Salt-regulated reversible fibrillation of Mycobacterium tuberculosis isocitrate lyase: Concurrent restoration of structure and activity

- We demonstrate the reversible fibrillation of a globular protein modulated by salt under physiological pH.
- The enzyme self-assembles into a fibrillar structure in the absence of salt in vitro.
- The mature fibrillar structure is dynamic and restores its structure as well as activity with the addition of salt.
- The results indicate the balance between stabilizing forces and the localized electrostatic repulsions destabilizing the structure is adjusted via ion shielding.
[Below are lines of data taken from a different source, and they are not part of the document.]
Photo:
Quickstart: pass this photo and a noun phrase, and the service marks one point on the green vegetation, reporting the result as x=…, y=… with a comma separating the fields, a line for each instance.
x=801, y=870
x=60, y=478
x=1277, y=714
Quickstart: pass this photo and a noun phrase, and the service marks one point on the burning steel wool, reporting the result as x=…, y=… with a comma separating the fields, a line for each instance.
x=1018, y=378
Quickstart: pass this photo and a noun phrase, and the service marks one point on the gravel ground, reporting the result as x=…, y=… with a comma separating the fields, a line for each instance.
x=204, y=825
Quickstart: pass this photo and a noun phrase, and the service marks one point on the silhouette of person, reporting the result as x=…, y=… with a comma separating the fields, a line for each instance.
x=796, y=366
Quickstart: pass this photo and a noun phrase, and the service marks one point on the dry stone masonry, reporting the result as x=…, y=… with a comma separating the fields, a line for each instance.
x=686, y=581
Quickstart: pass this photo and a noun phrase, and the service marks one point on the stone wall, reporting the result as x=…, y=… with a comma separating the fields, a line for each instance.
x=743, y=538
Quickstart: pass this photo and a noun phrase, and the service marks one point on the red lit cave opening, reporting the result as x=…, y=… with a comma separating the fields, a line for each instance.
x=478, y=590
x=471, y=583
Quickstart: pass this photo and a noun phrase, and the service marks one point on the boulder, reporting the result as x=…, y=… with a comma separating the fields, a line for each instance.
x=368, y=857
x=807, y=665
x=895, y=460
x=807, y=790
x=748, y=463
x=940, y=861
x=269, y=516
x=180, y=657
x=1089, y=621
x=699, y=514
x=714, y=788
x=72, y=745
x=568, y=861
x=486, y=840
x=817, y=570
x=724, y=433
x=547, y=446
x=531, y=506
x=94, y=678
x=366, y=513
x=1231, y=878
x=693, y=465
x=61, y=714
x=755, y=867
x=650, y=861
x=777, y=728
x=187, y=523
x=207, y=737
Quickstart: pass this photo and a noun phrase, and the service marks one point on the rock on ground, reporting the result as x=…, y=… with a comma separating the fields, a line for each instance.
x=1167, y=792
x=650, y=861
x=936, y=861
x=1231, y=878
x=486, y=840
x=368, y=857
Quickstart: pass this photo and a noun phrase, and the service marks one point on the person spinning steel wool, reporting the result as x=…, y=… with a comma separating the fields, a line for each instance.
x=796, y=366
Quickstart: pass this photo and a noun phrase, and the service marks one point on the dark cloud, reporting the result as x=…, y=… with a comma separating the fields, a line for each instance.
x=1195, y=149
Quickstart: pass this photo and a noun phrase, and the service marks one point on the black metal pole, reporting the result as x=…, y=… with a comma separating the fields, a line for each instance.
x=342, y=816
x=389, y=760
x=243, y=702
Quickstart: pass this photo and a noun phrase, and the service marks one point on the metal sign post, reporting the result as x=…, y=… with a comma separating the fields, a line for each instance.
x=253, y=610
Protein fibrillation is associated with a number of neurodegenerative diseases. Nevertheless, several proteins not related to disease can also form fibrils in vitro under specific conditions. In the present study, we demonstrate the reversible fibrillation of a globular protein that is modulated by salt under physiological pH. Mycobacterium tuberculosis Isocitrate lyase (MtbICL) is a crucial enzyme involved in the glyoxylate shunt and a potential drug target against M. tuberculosis infection. Under physiological pH, the enzyme self-assembles into a fibrillar structure in the absence of salt in vitro. The mature fibrillar structure of MtbICL is dynamic and restores its tetrameric structure as well as activity with the addition of salt. The kinetics of fibril formation was investigated spectroscopically using 8-Anilinonaphthalene-1-sulfonic acid (ANS). Further, Transmission electron microscopy (TEM) and Atomic force microscopy (AFM) imaging also confirmed the formation of elongated fibrils in the absence of salt. The results indicate the balance between stabilizing forces and the localized electrostatic repulsions destabilizing the tetrameric MtbICL is adjusted via ion shielding. Our result is in congruence of the hypothesis that amyloid formation is an intrinsic property of most, if not all natural proteins under an appropriate set of conditions.